After seven each evening, staff rolled out matting and the beach became a boozy night spot. There was a cocktail bar up the top and lots of big candles. I really enjoyed getting pissed there, even if it was incredibly cheesy, the mood underscored by endless smooth ambient dance tracks with bizzarely literal lyrics pacing the ongoing reality like 'We're on a beach / the sun is setting / so warm and beautiful / it's the evening and we're here with each other'. I know. Fucking shut up and help me pour this Southern Comfort down my throat.

There were a whole messload of lizards in the campsite. This pic is of a baby one. They're very cute and amazing up close, but they move like shit off a greased shovel and I wouldn't have appreciated waking up with one skittering round the tent or gnashing at my exposed corneas. Not one bit!

So we did a day trip to Florence, and when we crossed over the bridge to south of the River Arno, we found this cluster of padlocks chained to the railings, as if they'd accrued there like weird barnacles. As far as I could tell, each padlock seems to have the name of a couple written on it.
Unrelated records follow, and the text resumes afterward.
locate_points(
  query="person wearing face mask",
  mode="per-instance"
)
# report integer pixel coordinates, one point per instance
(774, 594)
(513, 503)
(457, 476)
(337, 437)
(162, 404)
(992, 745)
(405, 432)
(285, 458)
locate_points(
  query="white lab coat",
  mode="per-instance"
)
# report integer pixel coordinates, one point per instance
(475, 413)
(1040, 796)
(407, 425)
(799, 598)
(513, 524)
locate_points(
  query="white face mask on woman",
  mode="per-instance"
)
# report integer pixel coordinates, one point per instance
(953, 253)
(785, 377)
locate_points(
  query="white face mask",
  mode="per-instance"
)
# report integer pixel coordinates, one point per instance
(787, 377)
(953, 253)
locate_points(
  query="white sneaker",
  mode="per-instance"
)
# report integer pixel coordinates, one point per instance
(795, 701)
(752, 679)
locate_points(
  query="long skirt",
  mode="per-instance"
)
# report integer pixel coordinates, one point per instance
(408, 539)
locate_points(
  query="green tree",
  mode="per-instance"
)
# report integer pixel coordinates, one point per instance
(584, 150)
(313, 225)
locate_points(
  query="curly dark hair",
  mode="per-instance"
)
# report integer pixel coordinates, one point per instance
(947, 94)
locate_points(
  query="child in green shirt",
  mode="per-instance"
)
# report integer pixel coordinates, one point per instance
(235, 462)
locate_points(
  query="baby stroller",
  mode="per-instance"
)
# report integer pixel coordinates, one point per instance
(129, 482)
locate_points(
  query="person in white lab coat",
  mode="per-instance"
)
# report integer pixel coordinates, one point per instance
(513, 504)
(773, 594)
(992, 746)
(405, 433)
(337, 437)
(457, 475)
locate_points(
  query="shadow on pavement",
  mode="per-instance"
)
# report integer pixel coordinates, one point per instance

Perhaps they're sort of like carving your names into a tree - only shitloads of couples have done it now, so it's like a vast ungainly schmaltz orgy, with the original lovers buried corroding and forgotten beneath the ever-growing heap of new ones. Sort of like a metaphor for how we eventually forget about and in our turn are forgotten by everyone we've ever known or cared about, smothered by a procession of newer, shinier people and memories. That might not sound very romantic, but frankly, if your idea of love is a padlock with no key then you've already set the tone, you shambling co-dependent twatmunch.

Yeah so Florence had some architecture and art and all that jazz and some of the buildings were quite impressive. I was more about the ice cream, though - we hit up gelateri every day, if only to fight back against the intense heat. I had some awesome mango flavoured ice cream, and the Nutella cone I had was a super-strong choice that I feel proud of even as I relate it now. Also, one night in Marina di Pisa I got a delicious seafood pizza that was covered in fresh mussels. By the time I'd finished I had a big stack of shells next to my plate and I was beaming with replete contentment.

So yes, that is my first - and probably only - genuine 'What I Did On My Holidays' post of the entire year. I sweated lots, relaxed, drank too much Diet Coke, often felt deliriously happy, rode buses without tickets, bailed on a half-paid bar tab, and did a whole bunch of other stuff that's none of your goddamn business.